Through this family, Francomano entered a new kind of medical training in which she could more directly experience what it was like to have this genetic twist of fate. "We became friends," she says.
This is the intimate connection in medical research. Behind the test tube, the microscope, the mathematical equations and densely written research papers is often a personal story that links science to the human condition. It is where researchers like Francomano get their energy and passion to do more studies on a disorder and ultimately find ways to heal the illness and disability that may result.
It is also a reality check on where medicine is heading--or should be heading.
For Francomano, the intimate connection even changed how she defined "disease." Should her patients--her friends--be labeled sick? Or just short? What kind of treatment did they need? And as the field of prenatal genetic testing advances, should parents be screened for this "genetic defect"?
Francomano bristles at this last suggestion as do her friends with achondroplasia. Being short is not a disease, she points out. People with this disorder lead full lives. "There are very few things they can't do with a little assistance," she says. "What's a disease? What's a fact of life?"
Yet the condition is highly variable, and it leads to disabilities for some people. The husband was one. He suffered serious back problems and had to undergo surgery to decompress the nerves on his spine. The operation did not go well; afterward he was paralyzed.
"It was devastating, just awful," Francomano recalls.
The husband developed psychiatric problems and the couple separated. A few years later, he died from complications of the disorder.
For all the new research on this genetic condition, there was little Francomano could offer him. "It makes the fact that we're so far away from a cure to deal with the medical problems much more frustrating," she says.
Yet, there are some treatments to make people with achondroplasia taller by lengthening their bones.

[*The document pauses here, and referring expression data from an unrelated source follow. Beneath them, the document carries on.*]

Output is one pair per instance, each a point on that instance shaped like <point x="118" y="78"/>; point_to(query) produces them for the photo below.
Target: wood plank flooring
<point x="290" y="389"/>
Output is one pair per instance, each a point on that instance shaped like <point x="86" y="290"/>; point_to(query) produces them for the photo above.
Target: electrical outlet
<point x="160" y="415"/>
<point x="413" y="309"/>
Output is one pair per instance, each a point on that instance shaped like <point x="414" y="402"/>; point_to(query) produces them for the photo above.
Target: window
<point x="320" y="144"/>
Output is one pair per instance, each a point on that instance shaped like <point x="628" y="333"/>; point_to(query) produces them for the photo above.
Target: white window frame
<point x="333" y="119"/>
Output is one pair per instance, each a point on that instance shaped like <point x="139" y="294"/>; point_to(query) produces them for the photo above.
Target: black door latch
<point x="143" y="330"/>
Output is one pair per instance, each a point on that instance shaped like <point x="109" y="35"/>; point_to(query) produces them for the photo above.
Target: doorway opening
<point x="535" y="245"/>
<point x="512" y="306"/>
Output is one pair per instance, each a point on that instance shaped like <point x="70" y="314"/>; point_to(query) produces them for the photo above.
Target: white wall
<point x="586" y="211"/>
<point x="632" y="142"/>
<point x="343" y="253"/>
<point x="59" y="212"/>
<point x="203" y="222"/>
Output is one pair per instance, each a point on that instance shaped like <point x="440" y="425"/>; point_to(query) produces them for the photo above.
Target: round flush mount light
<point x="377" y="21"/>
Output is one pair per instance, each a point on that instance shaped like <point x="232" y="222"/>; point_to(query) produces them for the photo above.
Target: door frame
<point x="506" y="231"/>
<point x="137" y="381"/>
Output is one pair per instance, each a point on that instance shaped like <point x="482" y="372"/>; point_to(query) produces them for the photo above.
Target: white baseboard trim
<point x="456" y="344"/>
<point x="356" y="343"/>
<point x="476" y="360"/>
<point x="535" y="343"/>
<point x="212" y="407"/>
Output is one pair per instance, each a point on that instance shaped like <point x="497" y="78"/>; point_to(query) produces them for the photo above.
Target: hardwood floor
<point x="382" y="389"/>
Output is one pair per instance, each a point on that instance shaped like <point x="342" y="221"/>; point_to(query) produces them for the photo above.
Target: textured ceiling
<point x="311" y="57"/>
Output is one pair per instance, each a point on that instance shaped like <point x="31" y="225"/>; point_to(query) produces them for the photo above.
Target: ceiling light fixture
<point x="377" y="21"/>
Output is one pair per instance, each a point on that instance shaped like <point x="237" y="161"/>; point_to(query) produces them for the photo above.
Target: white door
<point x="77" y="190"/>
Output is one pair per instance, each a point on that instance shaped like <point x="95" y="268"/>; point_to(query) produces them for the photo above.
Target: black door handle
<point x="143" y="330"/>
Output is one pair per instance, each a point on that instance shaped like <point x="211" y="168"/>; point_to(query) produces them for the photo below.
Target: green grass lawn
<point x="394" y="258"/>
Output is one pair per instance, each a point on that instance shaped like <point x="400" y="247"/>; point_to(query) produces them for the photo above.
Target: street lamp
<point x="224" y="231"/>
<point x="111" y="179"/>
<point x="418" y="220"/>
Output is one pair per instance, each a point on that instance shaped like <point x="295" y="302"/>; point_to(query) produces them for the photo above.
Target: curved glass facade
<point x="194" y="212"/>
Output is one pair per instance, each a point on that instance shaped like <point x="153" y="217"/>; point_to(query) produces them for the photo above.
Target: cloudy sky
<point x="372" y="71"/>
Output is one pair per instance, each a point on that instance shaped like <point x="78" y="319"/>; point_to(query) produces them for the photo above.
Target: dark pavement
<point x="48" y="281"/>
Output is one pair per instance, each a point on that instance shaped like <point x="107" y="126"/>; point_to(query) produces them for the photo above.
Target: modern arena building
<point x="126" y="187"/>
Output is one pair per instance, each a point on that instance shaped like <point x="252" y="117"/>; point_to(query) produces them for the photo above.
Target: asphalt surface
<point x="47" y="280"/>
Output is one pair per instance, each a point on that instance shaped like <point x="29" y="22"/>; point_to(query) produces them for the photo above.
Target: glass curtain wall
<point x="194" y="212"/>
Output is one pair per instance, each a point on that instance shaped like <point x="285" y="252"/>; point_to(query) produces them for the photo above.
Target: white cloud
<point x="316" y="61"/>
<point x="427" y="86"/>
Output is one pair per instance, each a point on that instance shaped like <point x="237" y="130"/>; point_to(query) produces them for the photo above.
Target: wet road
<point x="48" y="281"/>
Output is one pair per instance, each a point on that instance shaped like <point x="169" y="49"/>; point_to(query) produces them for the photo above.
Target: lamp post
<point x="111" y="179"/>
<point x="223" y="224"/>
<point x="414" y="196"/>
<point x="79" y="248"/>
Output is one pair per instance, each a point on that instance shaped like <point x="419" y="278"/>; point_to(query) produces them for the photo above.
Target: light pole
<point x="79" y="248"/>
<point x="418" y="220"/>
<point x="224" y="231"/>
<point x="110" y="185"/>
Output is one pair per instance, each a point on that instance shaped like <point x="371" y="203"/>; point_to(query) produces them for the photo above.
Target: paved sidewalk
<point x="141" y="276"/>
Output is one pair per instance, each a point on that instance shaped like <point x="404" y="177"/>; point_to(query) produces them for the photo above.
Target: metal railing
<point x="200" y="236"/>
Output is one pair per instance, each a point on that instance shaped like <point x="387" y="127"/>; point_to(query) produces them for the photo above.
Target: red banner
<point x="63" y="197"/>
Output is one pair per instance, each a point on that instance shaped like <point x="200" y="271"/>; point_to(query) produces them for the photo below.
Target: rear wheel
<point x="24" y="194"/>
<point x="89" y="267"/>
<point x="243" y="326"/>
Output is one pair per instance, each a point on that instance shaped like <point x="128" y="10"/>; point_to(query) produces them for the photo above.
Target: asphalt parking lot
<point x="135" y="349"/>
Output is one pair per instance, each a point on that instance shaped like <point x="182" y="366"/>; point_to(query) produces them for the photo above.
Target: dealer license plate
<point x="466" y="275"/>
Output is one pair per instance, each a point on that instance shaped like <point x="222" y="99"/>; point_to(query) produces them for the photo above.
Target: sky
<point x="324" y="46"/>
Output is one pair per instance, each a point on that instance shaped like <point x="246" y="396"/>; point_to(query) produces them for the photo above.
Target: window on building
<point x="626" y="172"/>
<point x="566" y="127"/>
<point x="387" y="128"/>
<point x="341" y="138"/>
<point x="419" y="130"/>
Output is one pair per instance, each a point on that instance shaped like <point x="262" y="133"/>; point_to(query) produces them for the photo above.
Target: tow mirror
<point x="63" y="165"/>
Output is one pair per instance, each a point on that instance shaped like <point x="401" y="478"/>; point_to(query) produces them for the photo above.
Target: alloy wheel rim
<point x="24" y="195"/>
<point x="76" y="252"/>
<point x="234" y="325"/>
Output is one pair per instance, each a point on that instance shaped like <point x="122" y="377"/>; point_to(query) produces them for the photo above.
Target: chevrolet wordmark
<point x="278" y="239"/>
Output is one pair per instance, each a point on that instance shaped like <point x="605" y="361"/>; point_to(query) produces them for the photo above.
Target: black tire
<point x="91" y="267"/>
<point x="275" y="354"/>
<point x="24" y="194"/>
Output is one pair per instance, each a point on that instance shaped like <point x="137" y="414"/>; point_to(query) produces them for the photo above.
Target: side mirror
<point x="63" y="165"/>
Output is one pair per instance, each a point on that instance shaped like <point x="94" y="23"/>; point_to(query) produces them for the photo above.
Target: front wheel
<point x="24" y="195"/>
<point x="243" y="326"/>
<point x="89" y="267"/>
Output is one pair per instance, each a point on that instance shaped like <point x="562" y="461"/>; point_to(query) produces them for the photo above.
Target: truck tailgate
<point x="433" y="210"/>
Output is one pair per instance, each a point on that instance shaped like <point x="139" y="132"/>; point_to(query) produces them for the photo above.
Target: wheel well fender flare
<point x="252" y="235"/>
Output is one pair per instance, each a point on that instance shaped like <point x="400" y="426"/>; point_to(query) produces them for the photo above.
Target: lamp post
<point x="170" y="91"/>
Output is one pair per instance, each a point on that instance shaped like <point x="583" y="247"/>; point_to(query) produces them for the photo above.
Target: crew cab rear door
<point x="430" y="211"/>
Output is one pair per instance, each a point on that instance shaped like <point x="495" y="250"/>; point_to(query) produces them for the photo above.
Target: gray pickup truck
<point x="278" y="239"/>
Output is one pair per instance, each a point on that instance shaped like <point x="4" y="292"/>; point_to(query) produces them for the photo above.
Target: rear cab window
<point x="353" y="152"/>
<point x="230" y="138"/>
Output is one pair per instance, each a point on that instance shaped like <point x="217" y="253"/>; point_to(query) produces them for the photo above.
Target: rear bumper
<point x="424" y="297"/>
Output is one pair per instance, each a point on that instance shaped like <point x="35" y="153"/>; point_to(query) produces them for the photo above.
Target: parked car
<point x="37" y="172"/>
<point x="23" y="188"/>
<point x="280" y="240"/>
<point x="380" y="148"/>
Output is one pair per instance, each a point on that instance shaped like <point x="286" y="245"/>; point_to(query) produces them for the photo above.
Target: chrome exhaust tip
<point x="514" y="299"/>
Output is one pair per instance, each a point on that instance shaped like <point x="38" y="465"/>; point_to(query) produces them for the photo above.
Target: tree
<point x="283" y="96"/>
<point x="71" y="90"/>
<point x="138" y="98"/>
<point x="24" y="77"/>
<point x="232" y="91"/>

Some parents, especially those of average height, favor these procedures for their children who have the condition. But Francomano is uneasy about this.
"It's a dilemma. We want to minimize the disability. We want to give people choices," she says. "The whole question--is the goal to increase height or reduce the morbidity that results from the disorder?--has become very personal for me."
The intimate connection means that scientists are less likely to jump to quick or easy answers. And what is clear in a culture of cells or technically feasible in the operating room is not always relevant when the researcher looks at the face of the patient.
What is the benefit of the researcher's discovery? Does it improve the patient's lot? This is especially poignant in the field of genetics and genomics, where new genes get discovered daily, more and more tests are developed to detect a range of diseases and people seem insatiable for information about themselves.
As a leader in her field, Francomano is aware of the hubris of advocating science for science's sake.
She warns of the "therapeutic gap" in genetics where the amount of raw data about traits and diseases far outstrips the ability of medical science to prevent or treat illness. She raises the question: "Do people want this information when there is nothing they can do about it?"
Meanwhile she keeps up with the wife and daughter with achondroplasia.
After the husband died, the wife went back to school and earned a college degree. She now counsels students with disabilities. The daughter is a self-assured and articulate college student. "You get involved with them. You feel the pain as well as the joy in their lives," says Francomano.
Scientists who stay behind their white coats and only deal with tissue cultures and computer printouts are missing an important ingredient in their work. A genetic disorder or an illness is only part of a person's identity. Through the intimate connection, researchers can see patients in their entirety.
That changes the medical agenda from merely assigning a diagnosis and prescribing therapy to helping people heal and manage their lives. As Francomano says: "The most important thing to do is to make them feel comfortable with who they are."
In the process, medical science is humanized.